On Mon, Oct 15, 2018 at 01:53:30PM +0000, hyc@symas.com wrote:
ondra@mistotebe.net wrote:
This is my understanding of the above discussion:
- deltasync consumer has just switched to full refresh (but is ahead from this provider in some ways)
- provider sends the present list
- consumer deletes extra entries, builds a new cookie
- problem is that the new cookie is built to reflect the union of both the local and received cookies even though we may have undone some of the changes which we then ignore
If that's accurate, there are some approaches that could fix it:
Simple one is to remember the actual cookie we got from the server and refuse to delete entries with entryCSN ahead of the provided CSN set.
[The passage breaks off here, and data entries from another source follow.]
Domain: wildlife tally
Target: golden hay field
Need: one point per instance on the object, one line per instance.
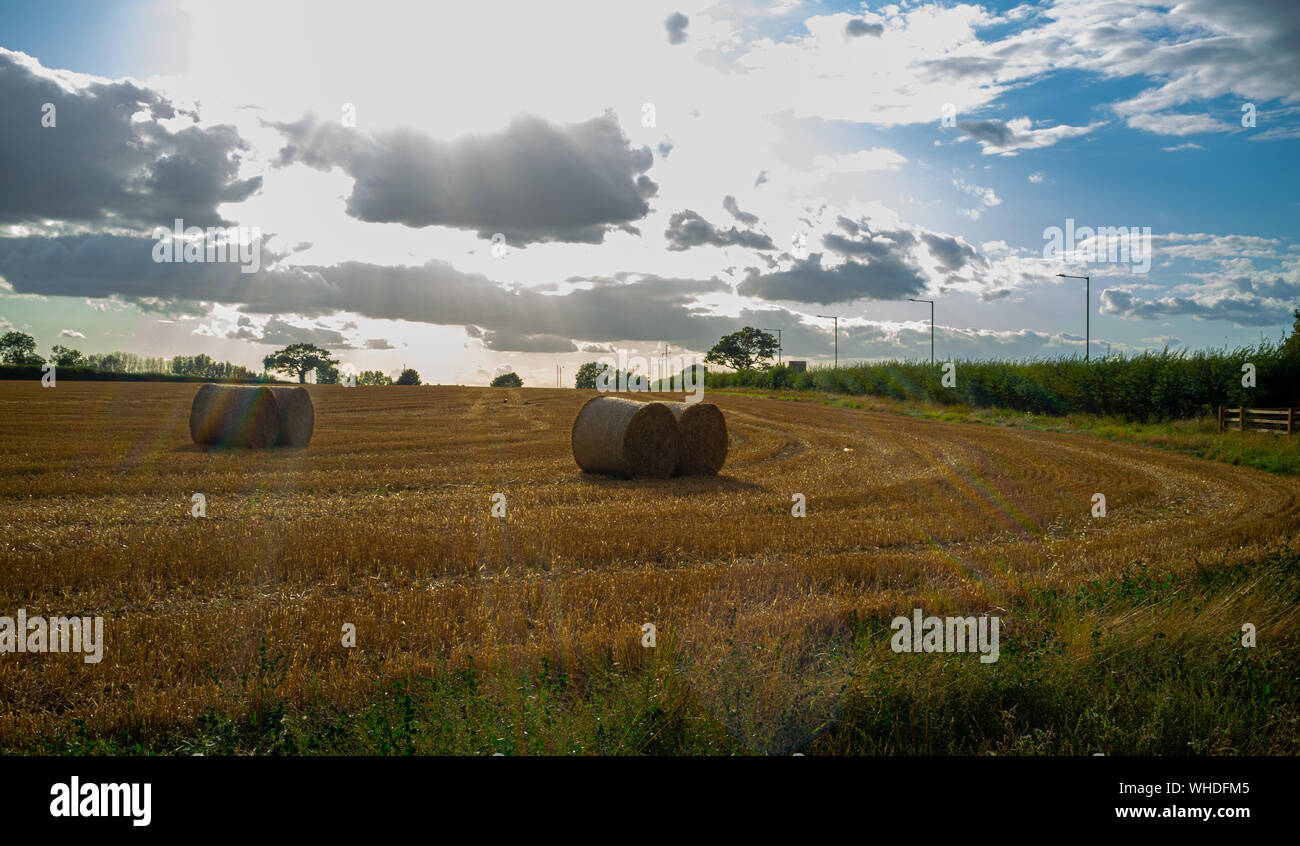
(385, 523)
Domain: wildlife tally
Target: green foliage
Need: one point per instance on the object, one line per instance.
(18, 347)
(744, 350)
(299, 359)
(1143, 387)
(326, 374)
(507, 380)
(65, 358)
(586, 374)
(200, 365)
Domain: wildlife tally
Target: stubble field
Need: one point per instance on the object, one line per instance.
(762, 619)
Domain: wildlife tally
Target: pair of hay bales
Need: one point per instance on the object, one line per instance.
(256, 417)
(623, 437)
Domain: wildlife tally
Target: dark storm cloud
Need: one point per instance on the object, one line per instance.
(733, 208)
(108, 157)
(687, 229)
(614, 308)
(857, 29)
(809, 281)
(1238, 309)
(523, 342)
(533, 181)
(676, 26)
(950, 254)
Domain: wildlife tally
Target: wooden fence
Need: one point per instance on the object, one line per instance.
(1277, 420)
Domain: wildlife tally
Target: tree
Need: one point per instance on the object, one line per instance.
(586, 374)
(744, 350)
(326, 374)
(18, 347)
(65, 358)
(300, 359)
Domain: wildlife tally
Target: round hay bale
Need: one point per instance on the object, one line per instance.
(297, 416)
(703, 438)
(234, 416)
(623, 437)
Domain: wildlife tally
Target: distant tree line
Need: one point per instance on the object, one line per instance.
(18, 350)
(1148, 386)
(18, 359)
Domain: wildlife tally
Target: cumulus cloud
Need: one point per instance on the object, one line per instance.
(811, 281)
(857, 27)
(999, 138)
(612, 308)
(733, 208)
(676, 26)
(109, 156)
(533, 181)
(688, 229)
(862, 160)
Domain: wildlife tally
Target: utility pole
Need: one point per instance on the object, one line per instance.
(778, 345)
(836, 319)
(931, 325)
(1087, 311)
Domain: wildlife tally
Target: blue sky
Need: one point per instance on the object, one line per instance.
(772, 122)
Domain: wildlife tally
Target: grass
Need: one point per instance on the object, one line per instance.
(523, 636)
(1197, 437)
(1139, 664)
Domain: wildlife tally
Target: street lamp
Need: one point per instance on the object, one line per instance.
(931, 325)
(836, 319)
(1087, 311)
(778, 345)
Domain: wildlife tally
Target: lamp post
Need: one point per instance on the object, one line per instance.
(1087, 311)
(931, 325)
(778, 345)
(836, 319)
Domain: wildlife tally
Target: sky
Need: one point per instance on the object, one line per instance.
(477, 187)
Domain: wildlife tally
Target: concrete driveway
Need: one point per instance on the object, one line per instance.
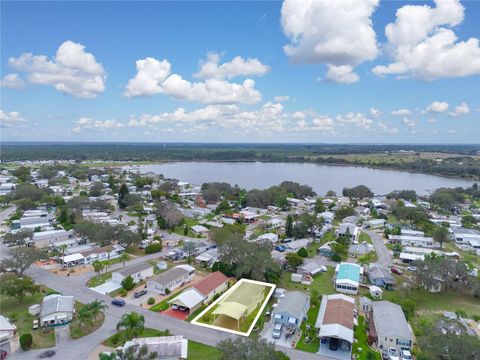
(107, 287)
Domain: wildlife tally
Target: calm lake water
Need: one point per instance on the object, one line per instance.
(261, 175)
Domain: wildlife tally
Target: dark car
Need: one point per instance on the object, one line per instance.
(139, 293)
(333, 345)
(118, 302)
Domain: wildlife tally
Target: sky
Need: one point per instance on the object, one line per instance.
(321, 71)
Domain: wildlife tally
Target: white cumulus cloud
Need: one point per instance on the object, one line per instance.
(72, 71)
(155, 77)
(238, 66)
(335, 32)
(437, 107)
(424, 46)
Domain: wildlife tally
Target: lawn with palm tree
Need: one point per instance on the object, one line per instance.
(87, 319)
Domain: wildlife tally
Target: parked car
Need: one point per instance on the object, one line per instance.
(118, 302)
(333, 344)
(280, 248)
(406, 354)
(392, 354)
(395, 270)
(277, 331)
(139, 293)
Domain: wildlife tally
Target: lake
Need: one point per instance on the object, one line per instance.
(261, 175)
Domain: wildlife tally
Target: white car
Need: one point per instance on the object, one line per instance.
(392, 354)
(406, 354)
(277, 331)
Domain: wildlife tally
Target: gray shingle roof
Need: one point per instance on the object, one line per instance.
(292, 303)
(390, 320)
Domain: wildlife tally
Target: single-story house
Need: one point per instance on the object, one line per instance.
(166, 347)
(103, 253)
(214, 284)
(199, 230)
(326, 249)
(8, 336)
(291, 309)
(349, 229)
(355, 250)
(48, 238)
(138, 272)
(190, 299)
(273, 238)
(380, 276)
(336, 319)
(310, 268)
(374, 224)
(171, 279)
(389, 327)
(56, 309)
(347, 278)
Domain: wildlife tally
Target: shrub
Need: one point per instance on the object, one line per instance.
(26, 341)
(303, 252)
(153, 248)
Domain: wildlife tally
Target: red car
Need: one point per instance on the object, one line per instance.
(395, 270)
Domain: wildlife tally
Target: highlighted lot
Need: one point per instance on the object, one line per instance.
(237, 311)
Problem is that we get even further from being able to replicate from a generic RFC4533 provider.
Instead, when present phase is initiated, we might terminate all other sessions, adopt the complete CSN set and restart them only once the new CSN set has been fully established.
(2) makes sense.
Also, whenever we fall back from deltasync into plain syncrepl, we should make sure that the accesslog entries we generate from this are never used for further replication which might be thought to be a separate issue.
That should already be the case, since none of these ops will have a valid CSN.
I faintly remember Quanah seeing these accesslog entries used by consumers at some point, but I might be mistaken.
The more general point is making sure its potential syncrepl consumer not even try and use the accesslog entries we added before these - the refresh has created a strange gap in the middle (or worse, duplicated ops if a contextCSN element jumped backwards). But if we enforced that, the question is how to get modifications originating from this replica replicated elsewhere - unless we decide they can't be salvaged?
And should the contextCSN reset terminate not just all inbound syncrepl sessions, but the outbound ones as well?